The Chinese embassy denied China was in any way involved in using “biological weapons to destroy the economy of Indonesia” and described such accusations as “very worrying.”
“We hope that the bilateral relations and friendship between the people of China and Indonesia will not be affected by this matter,” it said in a statement.
Anti-Chinese sentiment including unpatriotic stereotypes have persisted in Indonesia. President Joko Widodo’s 2014 election campaign was adversely affected by accusations of Chinese ancestry, while ethnic Chinese made up a larger than average proportion of victims in the wake of violence following the 1998 fall of President Suharto.
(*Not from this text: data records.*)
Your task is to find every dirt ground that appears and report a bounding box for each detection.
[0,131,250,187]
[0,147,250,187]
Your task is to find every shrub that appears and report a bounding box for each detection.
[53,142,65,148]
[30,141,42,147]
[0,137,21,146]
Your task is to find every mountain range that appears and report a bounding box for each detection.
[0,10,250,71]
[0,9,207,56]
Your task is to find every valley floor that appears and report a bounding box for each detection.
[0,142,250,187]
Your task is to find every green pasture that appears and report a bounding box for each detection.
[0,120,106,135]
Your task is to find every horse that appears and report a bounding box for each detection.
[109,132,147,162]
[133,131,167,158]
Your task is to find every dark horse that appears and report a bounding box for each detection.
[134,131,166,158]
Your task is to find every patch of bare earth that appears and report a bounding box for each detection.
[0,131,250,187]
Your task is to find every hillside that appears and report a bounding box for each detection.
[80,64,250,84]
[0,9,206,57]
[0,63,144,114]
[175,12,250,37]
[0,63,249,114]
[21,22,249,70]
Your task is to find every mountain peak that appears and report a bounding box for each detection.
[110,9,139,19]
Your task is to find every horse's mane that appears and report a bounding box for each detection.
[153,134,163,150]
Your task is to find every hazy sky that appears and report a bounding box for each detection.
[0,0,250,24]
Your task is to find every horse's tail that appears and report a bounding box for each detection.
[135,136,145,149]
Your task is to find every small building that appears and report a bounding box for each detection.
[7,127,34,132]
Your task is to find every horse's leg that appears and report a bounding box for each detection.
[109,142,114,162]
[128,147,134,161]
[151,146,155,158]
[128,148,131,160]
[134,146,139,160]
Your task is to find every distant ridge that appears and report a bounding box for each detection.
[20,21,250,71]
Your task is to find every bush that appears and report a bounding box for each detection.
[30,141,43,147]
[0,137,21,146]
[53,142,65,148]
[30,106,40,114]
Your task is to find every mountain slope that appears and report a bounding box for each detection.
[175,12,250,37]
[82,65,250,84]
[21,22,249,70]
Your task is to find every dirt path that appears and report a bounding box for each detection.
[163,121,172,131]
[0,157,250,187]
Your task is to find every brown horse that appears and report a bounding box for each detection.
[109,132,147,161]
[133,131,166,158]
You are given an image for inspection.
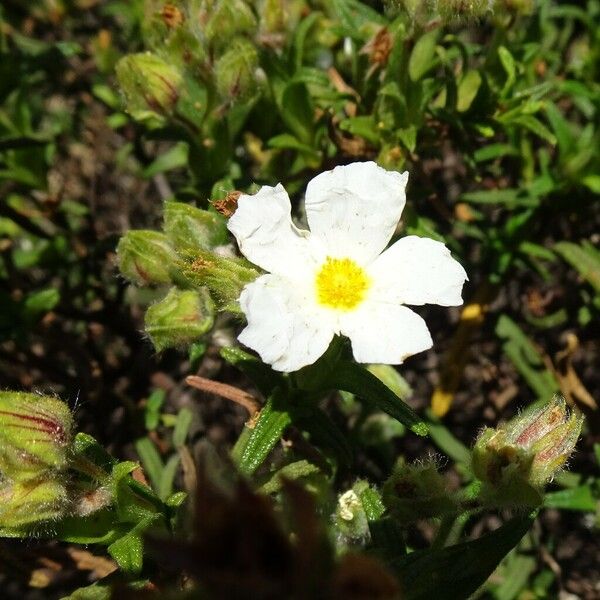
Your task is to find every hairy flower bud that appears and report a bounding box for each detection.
[204,0,257,49]
[0,476,69,536]
[472,394,583,504]
[117,230,179,285]
[0,392,73,480]
[215,38,258,100]
[183,251,259,312]
[164,202,228,251]
[333,489,370,545]
[116,52,182,127]
[145,288,214,352]
[382,459,457,523]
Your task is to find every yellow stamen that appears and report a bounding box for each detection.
[315,256,371,310]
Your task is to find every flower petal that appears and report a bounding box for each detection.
[341,301,433,365]
[227,184,311,275]
[369,235,468,306]
[238,275,334,373]
[306,162,408,264]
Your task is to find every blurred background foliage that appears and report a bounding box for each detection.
[0,0,600,600]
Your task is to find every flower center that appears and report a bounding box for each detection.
[315,256,371,310]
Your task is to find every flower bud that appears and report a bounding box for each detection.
[204,0,256,49]
[215,38,258,100]
[0,392,73,480]
[145,288,214,352]
[333,489,370,545]
[117,230,179,285]
[0,476,69,535]
[472,394,583,504]
[116,52,182,127]
[382,459,458,523]
[183,251,260,313]
[164,202,227,251]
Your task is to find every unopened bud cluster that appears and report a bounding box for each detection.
[383,459,458,523]
[472,394,583,506]
[0,392,73,535]
[117,201,258,351]
[117,0,304,123]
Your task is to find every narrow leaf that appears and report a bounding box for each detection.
[326,361,427,435]
[395,517,533,600]
[233,388,291,475]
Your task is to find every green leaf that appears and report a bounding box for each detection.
[293,407,354,465]
[396,125,418,152]
[268,133,317,155]
[494,552,537,600]
[173,407,194,448]
[554,242,600,293]
[427,412,471,465]
[408,29,438,81]
[107,516,157,575]
[23,288,60,318]
[473,144,519,162]
[511,115,556,146]
[395,517,533,600]
[498,46,517,96]
[220,347,285,397]
[339,115,381,145]
[456,69,482,112]
[259,460,321,494]
[281,81,315,145]
[546,102,575,155]
[135,437,164,491]
[581,175,600,194]
[324,361,427,435]
[496,315,560,400]
[461,188,539,208]
[544,485,598,512]
[232,388,291,475]
[144,390,166,431]
[156,454,179,501]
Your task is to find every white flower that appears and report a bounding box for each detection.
[228,162,467,372]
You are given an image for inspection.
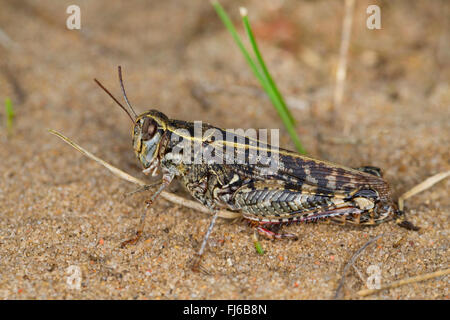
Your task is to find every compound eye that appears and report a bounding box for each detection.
[142,118,158,141]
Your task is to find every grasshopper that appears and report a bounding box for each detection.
[95,66,418,270]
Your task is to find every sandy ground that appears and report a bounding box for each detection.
[0,0,450,299]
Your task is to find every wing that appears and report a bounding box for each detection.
[203,127,390,198]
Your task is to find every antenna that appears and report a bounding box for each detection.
[118,66,137,118]
[94,78,136,124]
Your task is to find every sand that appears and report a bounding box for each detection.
[0,0,450,299]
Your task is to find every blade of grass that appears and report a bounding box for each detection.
[5,98,15,134]
[240,7,295,125]
[211,0,306,154]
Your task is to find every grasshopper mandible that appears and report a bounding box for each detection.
[95,66,418,270]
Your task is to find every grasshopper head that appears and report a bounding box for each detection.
[133,110,168,174]
[94,66,169,175]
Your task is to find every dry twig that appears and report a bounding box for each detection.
[334,233,384,299]
[334,0,355,110]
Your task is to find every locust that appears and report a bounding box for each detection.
[94,66,418,271]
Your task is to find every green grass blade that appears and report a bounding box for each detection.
[241,8,295,126]
[212,0,306,154]
[211,1,265,82]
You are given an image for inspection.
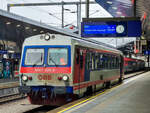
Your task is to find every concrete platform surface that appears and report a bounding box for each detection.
[59,72,150,113]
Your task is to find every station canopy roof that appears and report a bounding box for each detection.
[0,10,77,47]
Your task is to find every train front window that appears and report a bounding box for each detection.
[25,48,44,66]
[48,48,68,66]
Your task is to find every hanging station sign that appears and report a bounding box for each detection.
[81,18,142,37]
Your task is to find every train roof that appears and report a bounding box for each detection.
[24,34,123,55]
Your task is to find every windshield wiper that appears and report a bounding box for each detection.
[49,57,58,67]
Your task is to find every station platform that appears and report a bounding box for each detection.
[0,78,19,89]
[58,72,150,113]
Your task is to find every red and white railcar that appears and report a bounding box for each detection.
[20,34,124,105]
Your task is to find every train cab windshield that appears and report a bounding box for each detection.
[25,48,44,66]
[48,48,68,66]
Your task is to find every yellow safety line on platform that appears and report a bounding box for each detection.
[57,84,121,113]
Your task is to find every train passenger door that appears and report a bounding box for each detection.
[73,48,86,83]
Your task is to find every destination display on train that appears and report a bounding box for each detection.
[81,21,141,37]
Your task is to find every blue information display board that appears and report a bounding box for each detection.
[81,20,142,37]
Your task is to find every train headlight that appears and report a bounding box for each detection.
[62,75,69,81]
[22,75,28,81]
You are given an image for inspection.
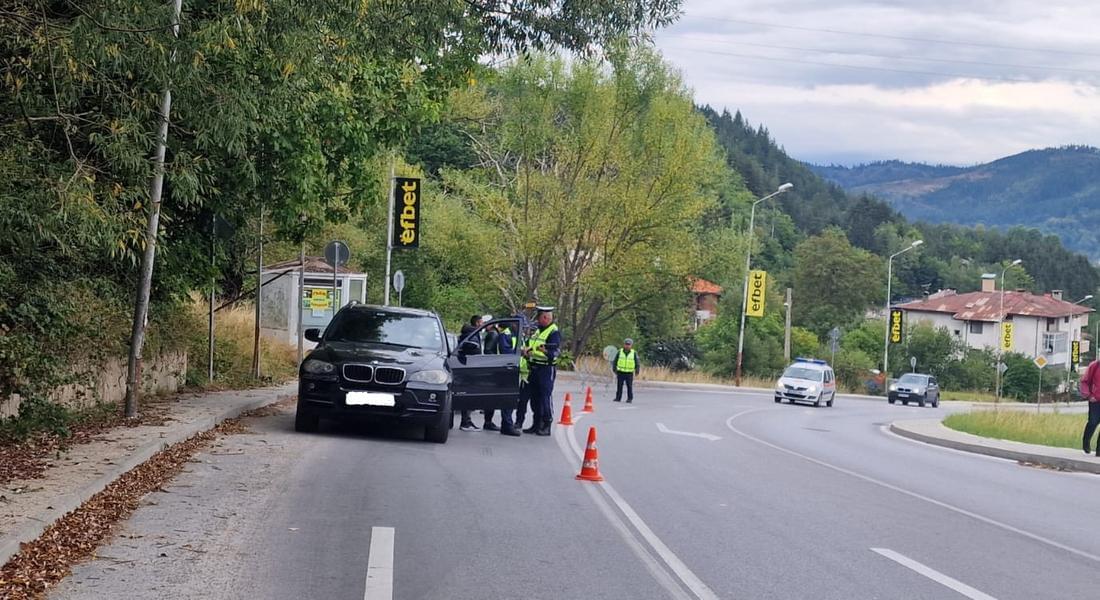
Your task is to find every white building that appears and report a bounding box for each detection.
[895,277,1092,367]
[261,257,366,348]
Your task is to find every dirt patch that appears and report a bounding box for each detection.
[0,399,172,486]
[0,418,248,600]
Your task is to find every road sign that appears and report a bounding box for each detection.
[325,240,351,268]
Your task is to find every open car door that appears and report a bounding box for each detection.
[447,319,524,411]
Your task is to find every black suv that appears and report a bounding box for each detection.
[294,304,519,444]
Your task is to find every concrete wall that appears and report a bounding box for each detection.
[0,351,187,418]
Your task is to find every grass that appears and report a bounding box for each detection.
[187,298,298,390]
[944,410,1085,449]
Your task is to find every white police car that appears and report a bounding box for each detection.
[776,358,836,406]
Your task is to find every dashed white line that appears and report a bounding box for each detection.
[363,527,394,600]
[871,548,997,600]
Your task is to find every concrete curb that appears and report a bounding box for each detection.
[0,385,293,566]
[890,422,1100,473]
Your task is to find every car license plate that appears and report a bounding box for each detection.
[344,392,397,406]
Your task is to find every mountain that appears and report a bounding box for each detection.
[809,146,1100,261]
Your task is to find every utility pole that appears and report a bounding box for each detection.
[783,287,791,362]
[124,0,183,418]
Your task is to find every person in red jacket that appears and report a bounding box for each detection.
[1080,360,1100,457]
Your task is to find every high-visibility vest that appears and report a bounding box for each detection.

Whether or not Indonesian social media users are correct in their assumptions about China’s motivations, it is true that the humble chili pepper has already been weaponized.
The Indian military has used the bhut jolokia chili pepper, once considered to be the “world’s hottest chili”, as a non-lethal biological weapon to control crowds and riots since 2010.
But, China may already be forming its own deterrent to this chili “arms race”. Last year, a Zhengzhou man made headlines when it was reported he ate 2.5 kilograms of chili peppers a day, while a Chinese chili-eating contest found a winner capable of eating 47 chilies in under two minutes.